CEO's of that value run businesses that affect the livelihoods of possibly thousands of people under them. One wrong decision, an excess of greed, miscalculations, bad deals, poor investments, could cost you and everyone who works for you to lose their jobs. It's a lot more pressure and a lot more work than you think it is.

That is the current corporate climate. Boost profits by selling your own company until there is nothing left to sell and the company no longer exists.

That's just totally wrong. So you're saying the trend for big businesses is to just intentionally run themselves into the ground so that the CEOs can get rich?

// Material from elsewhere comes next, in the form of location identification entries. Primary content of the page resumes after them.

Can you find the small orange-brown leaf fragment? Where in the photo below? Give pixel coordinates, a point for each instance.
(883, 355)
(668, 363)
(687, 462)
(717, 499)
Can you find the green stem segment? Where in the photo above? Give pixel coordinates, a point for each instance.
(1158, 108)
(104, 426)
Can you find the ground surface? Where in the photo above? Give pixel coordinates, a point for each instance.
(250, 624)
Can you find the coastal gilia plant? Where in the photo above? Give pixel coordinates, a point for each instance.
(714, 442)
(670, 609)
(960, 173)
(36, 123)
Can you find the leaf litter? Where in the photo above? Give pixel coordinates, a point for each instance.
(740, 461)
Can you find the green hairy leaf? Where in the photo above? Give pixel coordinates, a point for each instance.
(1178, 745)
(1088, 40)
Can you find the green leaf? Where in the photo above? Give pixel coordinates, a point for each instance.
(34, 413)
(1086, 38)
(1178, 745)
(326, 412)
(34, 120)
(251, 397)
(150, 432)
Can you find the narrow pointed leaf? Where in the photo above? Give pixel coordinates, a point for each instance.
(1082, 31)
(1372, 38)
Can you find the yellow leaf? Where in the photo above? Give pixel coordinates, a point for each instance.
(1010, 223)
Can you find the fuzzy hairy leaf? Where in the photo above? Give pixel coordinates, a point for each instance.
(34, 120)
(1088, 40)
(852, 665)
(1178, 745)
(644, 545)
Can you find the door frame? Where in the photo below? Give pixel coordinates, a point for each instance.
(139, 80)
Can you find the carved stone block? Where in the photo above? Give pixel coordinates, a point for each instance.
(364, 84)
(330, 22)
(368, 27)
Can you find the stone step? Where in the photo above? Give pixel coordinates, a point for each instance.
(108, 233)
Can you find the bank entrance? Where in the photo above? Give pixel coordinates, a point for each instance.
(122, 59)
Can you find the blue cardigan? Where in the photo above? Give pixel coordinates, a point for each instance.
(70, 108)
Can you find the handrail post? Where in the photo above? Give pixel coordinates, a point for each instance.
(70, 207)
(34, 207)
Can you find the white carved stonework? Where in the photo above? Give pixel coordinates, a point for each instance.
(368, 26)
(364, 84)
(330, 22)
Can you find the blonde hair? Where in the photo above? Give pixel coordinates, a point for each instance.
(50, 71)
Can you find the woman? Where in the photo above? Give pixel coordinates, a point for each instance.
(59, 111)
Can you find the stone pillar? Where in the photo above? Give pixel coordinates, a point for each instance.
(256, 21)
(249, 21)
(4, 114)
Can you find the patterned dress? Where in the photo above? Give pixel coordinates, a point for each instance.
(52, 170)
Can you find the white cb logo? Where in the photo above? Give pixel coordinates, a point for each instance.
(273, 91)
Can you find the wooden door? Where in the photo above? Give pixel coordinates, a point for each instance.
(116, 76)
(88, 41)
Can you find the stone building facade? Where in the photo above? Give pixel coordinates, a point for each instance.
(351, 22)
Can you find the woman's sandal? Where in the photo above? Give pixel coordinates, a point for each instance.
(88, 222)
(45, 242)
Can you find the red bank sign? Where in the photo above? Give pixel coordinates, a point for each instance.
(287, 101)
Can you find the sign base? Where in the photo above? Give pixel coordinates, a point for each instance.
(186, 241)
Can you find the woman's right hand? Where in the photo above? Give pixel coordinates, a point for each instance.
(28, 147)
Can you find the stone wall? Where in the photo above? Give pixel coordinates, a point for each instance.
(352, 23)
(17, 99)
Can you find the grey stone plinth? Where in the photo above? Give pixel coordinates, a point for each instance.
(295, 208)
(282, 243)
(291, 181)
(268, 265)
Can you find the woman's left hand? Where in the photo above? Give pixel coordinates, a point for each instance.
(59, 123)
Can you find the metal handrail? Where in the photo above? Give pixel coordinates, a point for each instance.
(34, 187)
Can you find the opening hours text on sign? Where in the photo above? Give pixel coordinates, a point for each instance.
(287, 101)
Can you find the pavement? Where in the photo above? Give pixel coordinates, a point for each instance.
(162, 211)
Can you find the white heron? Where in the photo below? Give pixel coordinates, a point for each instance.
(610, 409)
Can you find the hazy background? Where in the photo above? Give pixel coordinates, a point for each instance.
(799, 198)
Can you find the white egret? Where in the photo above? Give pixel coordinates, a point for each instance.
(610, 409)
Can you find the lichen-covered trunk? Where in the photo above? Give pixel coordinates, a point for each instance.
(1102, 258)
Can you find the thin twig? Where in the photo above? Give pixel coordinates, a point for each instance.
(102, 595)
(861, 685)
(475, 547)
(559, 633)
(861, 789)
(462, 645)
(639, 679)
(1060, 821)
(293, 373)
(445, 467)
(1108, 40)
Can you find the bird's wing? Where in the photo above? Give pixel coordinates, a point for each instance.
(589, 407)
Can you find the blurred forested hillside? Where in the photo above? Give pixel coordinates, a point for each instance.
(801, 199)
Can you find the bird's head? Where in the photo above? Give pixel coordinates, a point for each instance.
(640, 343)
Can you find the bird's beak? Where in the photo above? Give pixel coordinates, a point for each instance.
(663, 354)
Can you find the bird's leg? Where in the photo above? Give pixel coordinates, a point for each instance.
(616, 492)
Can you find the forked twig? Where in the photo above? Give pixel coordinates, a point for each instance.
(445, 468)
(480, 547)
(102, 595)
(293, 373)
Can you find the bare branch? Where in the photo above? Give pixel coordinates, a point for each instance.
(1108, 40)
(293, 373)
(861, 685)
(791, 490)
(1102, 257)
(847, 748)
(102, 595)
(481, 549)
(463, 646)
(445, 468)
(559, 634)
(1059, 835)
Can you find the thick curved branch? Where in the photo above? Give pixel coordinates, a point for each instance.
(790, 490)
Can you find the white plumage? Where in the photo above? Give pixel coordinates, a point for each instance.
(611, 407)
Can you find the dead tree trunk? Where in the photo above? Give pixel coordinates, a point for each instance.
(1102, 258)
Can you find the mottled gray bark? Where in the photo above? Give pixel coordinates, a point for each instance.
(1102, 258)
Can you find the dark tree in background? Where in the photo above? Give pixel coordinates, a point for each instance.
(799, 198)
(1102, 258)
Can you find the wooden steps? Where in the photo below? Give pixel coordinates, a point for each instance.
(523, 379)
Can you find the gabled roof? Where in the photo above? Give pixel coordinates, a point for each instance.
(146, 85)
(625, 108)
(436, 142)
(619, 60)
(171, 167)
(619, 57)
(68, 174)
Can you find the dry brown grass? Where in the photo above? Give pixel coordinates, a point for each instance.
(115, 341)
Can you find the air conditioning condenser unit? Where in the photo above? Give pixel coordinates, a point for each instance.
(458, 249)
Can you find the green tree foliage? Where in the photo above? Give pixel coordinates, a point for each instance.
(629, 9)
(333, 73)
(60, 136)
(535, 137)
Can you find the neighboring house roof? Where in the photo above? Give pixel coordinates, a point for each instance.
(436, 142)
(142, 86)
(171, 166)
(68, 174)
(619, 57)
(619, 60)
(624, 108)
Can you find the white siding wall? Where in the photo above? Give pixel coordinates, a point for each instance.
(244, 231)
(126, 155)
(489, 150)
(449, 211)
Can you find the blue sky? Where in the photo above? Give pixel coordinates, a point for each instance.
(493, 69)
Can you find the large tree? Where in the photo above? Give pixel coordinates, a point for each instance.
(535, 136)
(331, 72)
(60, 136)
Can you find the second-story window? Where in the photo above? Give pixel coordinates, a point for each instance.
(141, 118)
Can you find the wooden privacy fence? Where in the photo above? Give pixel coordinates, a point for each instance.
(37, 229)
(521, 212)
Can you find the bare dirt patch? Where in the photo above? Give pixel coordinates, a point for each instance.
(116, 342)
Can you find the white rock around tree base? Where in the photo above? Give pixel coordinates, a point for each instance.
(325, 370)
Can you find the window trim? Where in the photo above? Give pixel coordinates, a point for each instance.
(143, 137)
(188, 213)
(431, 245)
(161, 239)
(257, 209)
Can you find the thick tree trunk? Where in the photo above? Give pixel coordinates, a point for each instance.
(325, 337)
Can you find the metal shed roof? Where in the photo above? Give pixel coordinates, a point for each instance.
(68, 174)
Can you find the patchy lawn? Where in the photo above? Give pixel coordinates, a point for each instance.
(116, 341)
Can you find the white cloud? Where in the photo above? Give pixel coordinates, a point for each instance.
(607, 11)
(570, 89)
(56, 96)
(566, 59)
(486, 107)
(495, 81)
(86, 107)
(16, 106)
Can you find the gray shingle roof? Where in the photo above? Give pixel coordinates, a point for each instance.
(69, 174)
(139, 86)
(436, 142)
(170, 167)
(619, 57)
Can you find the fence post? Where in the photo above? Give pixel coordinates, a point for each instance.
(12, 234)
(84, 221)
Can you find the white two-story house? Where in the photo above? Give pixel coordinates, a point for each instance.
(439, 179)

Companies have shareholders too. A CEO can lose their position as such if investors feel the company isn't going in the right direction.

 

Second, no its not better to employ two people who don't earn enough money to afford a basic living than having no business. Because frankly, for those two people, it doesn't matter, in both situations they don't earn enough money, in both cases they will still have to rely on government support.

What? So it's better for people to have no money, and no job, over people having some money and a job? Just because both of them still need government assistance? Having a job is a path to having another job. People can move up from earning minimum wage. When a person has a job they are contributing to the economy in some way. Maybe they're helping to sell or make a product. That product gets sold. The taxes on that product pay for some of that welfare. 

There are also people who work more than one minimum wage job to make end's meet.

 

Three, if the minimum wage hike is mandatory for everyone, the playing field does not change. Both Walmart and your local mom and pop store have to pay their employees fairer wages. And those smaller stores, the inefficient ones? Well, they are more expensive than Walmart. Accept that. You can't have local stores and have them be as cheap as Walmart as well.

Yes, the playing field does change because Walmart can afford and compensate for it and the independently own business can't. Either way if people lose jobs it hurts the economy more than those who remain getting paid more.

 

Its worse actually, since the 1970's the minimum wage has been going down.

The minimum wage is frozen in the sense that the government hasn't really mandated that it goes up by all that much. Of course companies can pay more if they want too, but when there is enough labor to go around, there is no need to pay more. 
 

Holy crap the minimum wage in 1968 was $1.60, and $1.60 from 1968 would be worth $10.16 today!

The minimum wage has "gone down" because the value of the dollar had decreased.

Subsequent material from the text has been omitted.